When Niki sees that’s the case he usually enrolls in a class or pays for an interesting seminar. Buying books is another alternative. It’s usually not easy to spare $50 or $100 for a quality edition, or is it? In fact, it is but only when you have specially set aside the money for this purpose.

# 4 The play jar

This “fun and leisure” account may be a bit too much for those who, like Uncle Scrooge, are obsessed with saving without having the tiniest clue what they are doing it for except for its own sake.

However, it will be good for them to get a little bit more balanced lives. And it won’t matter if it is an unforgettable experience or just some other type of pleasurable activity. Niki, for example, prefers to take his wife to some fine restaurants. The intent here is simply to be reminded that it’s good to relax and have some fun from time to time.
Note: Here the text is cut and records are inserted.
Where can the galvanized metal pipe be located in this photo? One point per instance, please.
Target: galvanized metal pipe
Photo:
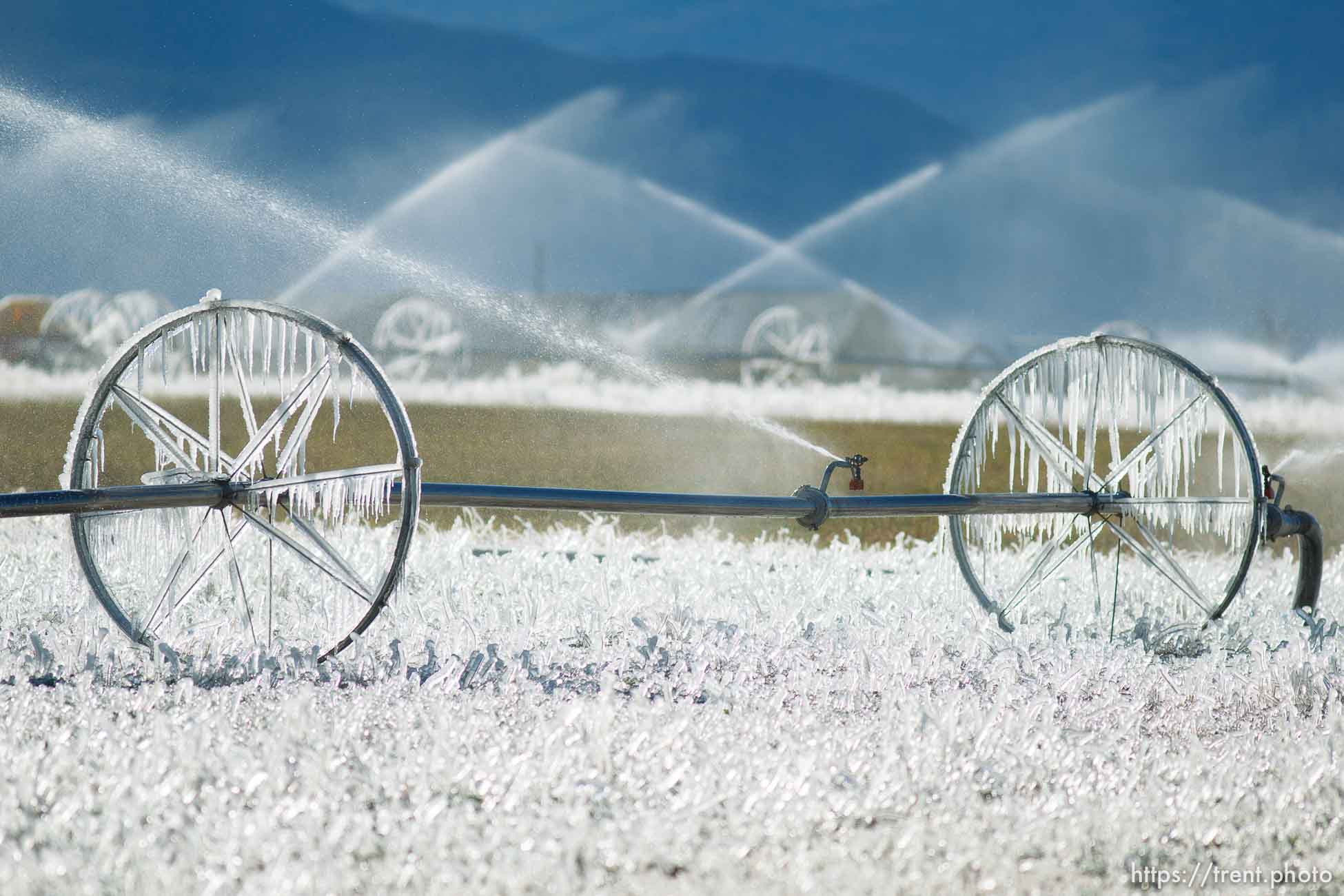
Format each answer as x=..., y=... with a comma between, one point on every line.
x=1283, y=522
x=672, y=502
x=961, y=504
x=121, y=498
x=519, y=498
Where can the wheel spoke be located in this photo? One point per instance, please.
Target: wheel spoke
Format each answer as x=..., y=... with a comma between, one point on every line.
x=174, y=571
x=336, y=576
x=1141, y=449
x=216, y=363
x=277, y=418
x=154, y=410
x=1144, y=529
x=301, y=429
x=1090, y=436
x=199, y=576
x=1032, y=580
x=243, y=394
x=325, y=547
x=143, y=418
x=236, y=577
x=1048, y=447
x=1148, y=558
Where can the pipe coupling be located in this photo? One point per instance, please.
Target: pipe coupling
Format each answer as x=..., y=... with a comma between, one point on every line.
x=820, y=505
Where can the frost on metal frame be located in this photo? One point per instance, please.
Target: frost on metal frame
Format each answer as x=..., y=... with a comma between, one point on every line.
x=1119, y=418
x=181, y=570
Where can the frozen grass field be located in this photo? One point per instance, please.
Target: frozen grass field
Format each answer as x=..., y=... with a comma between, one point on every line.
x=777, y=716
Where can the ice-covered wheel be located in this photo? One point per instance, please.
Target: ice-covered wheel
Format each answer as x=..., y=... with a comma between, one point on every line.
x=781, y=347
x=1157, y=440
x=270, y=400
x=417, y=339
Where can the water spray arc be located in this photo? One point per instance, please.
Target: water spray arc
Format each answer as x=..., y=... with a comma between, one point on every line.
x=1019, y=140
x=125, y=155
x=1039, y=484
x=456, y=170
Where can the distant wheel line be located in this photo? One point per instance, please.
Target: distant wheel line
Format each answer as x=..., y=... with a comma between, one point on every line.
x=780, y=347
x=999, y=411
x=215, y=335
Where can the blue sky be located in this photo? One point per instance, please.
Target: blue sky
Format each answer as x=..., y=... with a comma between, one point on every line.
x=981, y=65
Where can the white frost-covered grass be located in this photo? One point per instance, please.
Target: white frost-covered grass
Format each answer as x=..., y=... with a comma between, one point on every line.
x=576, y=387
x=777, y=716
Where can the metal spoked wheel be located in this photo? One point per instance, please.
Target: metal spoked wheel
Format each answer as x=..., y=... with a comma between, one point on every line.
x=267, y=399
x=1157, y=440
x=417, y=339
x=782, y=348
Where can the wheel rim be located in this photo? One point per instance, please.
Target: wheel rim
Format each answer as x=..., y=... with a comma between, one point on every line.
x=246, y=393
x=1109, y=414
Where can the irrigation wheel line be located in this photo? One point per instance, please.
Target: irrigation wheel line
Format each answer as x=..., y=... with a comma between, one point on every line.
x=222, y=526
x=1109, y=414
x=263, y=560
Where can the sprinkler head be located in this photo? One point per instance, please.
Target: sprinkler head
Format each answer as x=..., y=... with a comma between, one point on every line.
x=857, y=462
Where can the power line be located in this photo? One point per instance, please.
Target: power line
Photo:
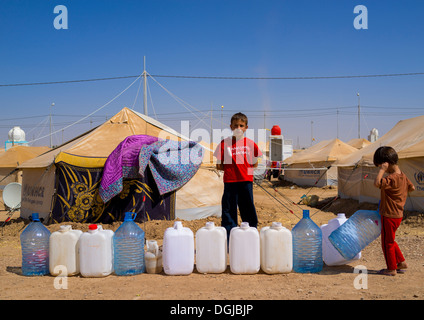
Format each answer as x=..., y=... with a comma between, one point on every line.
x=217, y=78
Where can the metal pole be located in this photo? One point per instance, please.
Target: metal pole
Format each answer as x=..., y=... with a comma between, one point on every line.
x=145, y=87
x=359, y=116
x=51, y=142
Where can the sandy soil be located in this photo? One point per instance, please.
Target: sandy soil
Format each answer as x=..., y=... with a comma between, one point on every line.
x=332, y=283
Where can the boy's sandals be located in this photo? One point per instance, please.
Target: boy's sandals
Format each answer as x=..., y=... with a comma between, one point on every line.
x=387, y=272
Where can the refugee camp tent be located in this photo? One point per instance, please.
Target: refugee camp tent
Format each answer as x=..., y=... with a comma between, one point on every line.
x=358, y=143
x=12, y=158
x=63, y=183
x=314, y=166
x=356, y=172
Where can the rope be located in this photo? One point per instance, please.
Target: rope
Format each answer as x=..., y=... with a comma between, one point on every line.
x=106, y=104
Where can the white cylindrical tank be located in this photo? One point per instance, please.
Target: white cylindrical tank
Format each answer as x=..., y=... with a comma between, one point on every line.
x=276, y=249
x=16, y=134
x=63, y=251
x=211, y=249
x=178, y=250
x=244, y=249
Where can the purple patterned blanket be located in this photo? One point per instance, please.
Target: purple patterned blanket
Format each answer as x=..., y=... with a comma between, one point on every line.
x=122, y=163
x=171, y=163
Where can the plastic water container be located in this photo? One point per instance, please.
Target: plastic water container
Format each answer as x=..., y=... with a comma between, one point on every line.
x=244, y=249
x=35, y=248
x=276, y=249
x=330, y=255
x=307, y=246
x=95, y=252
x=153, y=257
x=178, y=250
x=64, y=251
x=362, y=228
x=211, y=249
x=128, y=248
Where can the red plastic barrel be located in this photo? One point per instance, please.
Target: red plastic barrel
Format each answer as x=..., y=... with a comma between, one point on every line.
x=276, y=131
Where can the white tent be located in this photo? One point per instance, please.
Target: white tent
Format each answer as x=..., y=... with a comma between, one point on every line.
x=196, y=199
x=356, y=173
x=314, y=166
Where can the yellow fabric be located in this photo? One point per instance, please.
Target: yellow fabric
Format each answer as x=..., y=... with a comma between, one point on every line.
x=86, y=162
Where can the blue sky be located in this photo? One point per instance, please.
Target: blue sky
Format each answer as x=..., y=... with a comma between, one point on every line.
x=256, y=39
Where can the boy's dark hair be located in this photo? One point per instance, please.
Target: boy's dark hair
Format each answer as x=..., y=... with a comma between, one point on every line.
x=239, y=116
x=385, y=154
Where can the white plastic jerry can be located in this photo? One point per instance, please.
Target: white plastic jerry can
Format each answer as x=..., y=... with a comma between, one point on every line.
x=63, y=251
x=153, y=257
x=211, y=249
x=95, y=252
x=330, y=255
x=244, y=249
x=178, y=250
x=276, y=249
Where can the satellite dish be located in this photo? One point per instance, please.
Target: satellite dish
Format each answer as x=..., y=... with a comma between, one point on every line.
x=12, y=195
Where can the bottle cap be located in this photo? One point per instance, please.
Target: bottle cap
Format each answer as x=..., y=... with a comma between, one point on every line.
x=128, y=216
x=244, y=225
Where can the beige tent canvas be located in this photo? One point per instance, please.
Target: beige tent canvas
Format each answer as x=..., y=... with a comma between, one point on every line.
x=90, y=151
x=314, y=166
x=12, y=158
x=358, y=143
x=356, y=172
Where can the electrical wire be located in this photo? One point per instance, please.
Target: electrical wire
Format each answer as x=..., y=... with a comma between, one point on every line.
x=217, y=78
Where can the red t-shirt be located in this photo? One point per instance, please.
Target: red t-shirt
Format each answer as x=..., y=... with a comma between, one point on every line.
x=394, y=191
x=238, y=157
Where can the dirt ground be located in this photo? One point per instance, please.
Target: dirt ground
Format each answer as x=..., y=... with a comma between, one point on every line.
x=332, y=283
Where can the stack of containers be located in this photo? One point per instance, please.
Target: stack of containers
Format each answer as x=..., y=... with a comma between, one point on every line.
x=63, y=251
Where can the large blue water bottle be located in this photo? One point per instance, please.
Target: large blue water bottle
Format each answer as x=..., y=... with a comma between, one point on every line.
x=35, y=248
x=128, y=248
x=362, y=228
x=307, y=246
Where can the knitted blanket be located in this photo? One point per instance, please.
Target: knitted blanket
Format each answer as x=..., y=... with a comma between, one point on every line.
x=172, y=163
x=122, y=163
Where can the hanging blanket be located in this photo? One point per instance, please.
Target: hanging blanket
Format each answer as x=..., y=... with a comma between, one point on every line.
x=172, y=163
x=122, y=163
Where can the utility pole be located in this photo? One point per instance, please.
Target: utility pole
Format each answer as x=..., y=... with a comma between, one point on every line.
x=145, y=88
x=359, y=116
x=51, y=142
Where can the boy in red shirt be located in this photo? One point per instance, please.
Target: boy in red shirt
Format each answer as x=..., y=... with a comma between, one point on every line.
x=394, y=192
x=237, y=157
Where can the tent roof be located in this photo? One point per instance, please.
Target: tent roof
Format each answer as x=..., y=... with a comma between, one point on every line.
x=96, y=145
x=327, y=150
x=17, y=155
x=358, y=143
x=406, y=137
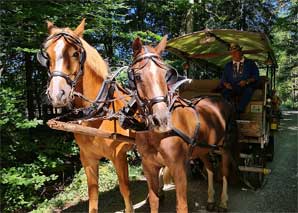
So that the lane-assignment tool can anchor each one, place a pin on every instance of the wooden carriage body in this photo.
(209, 50)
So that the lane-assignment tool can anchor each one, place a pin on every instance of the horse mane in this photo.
(93, 59)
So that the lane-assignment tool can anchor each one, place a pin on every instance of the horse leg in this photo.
(151, 172)
(121, 166)
(211, 192)
(161, 182)
(180, 180)
(91, 169)
(223, 206)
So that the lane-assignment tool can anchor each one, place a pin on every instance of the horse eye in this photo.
(138, 77)
(75, 54)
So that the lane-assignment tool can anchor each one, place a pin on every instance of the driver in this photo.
(239, 78)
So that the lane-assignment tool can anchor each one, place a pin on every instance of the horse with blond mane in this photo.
(179, 129)
(74, 66)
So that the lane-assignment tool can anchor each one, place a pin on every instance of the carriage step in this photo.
(265, 171)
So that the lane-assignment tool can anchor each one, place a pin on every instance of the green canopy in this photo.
(212, 46)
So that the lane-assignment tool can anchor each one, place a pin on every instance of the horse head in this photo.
(148, 76)
(64, 55)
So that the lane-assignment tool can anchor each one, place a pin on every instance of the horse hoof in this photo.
(210, 207)
(222, 209)
(161, 196)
A lot of people practice this but they do it almost instinctively and outside of a money management system.

# 5 The “Give” jar

Nicky always assigns 10% to this one. It’s all about generosity. Undoubtedly it is important to make money but it is equally essential to be able to give it away for a good cause. When you already have the resources dedicated to this it becomes much easier to do regular charity work.

# 6 The necessities jar

It could be as big as 50% of your monthly income. It is supposed to pay the bills for everything from food, childcare, health insurance, etc.

An interesting conclusion

What Niki loves most about Mr. Eker’s method is that it channels your earnings into the most significant areas of your life.

Sometimes the amount in a given jar might turn out to be far less than needed.  It happened to Niki when he undertook a major renovation of the apartment. So, he and his wife decided to draw from the contents of the “Play and fun” one. Instead of skiing in the Alps or surfing on their favorite island, they had another less exotic and thus much cheaper vacation.

That’s why this flexible model makes running our finances an easy and straightforward process.

The role of “GoalBuddy”

We’ve already gone through what’s the first step – namely, to clarify your vision and to look for an area of improvement. This could be anything like doing some courses, researching and discussing it with experts in the field. For any of these, you can set a 90-day goal and thus improve your understanding of the matter.

Things get different at the second stage, i.e. the control one. What you do here is start experimenting through different 90-day periods until you figure out what would work best for you. Niki succeeded on his second attempt. At first, he didn’t do very well but then he took on this new notion and for the last several years he never looked back. You should give it a try too. Or you can try any other approach to your liking. It’s key to remember that after some trial and error, you will enjoy in the long run the benefits of a simple but productive system. Our next topic will be how to turn this into a habit that does not take much of your time and energy.



[1] Thomas Harv Eker is an author, businessman and motivational speaker known for his theories on wealth and motivation. We refer here to the JARS money management method.

[2] Robert Toru Kiyosaki is an American businessman and author.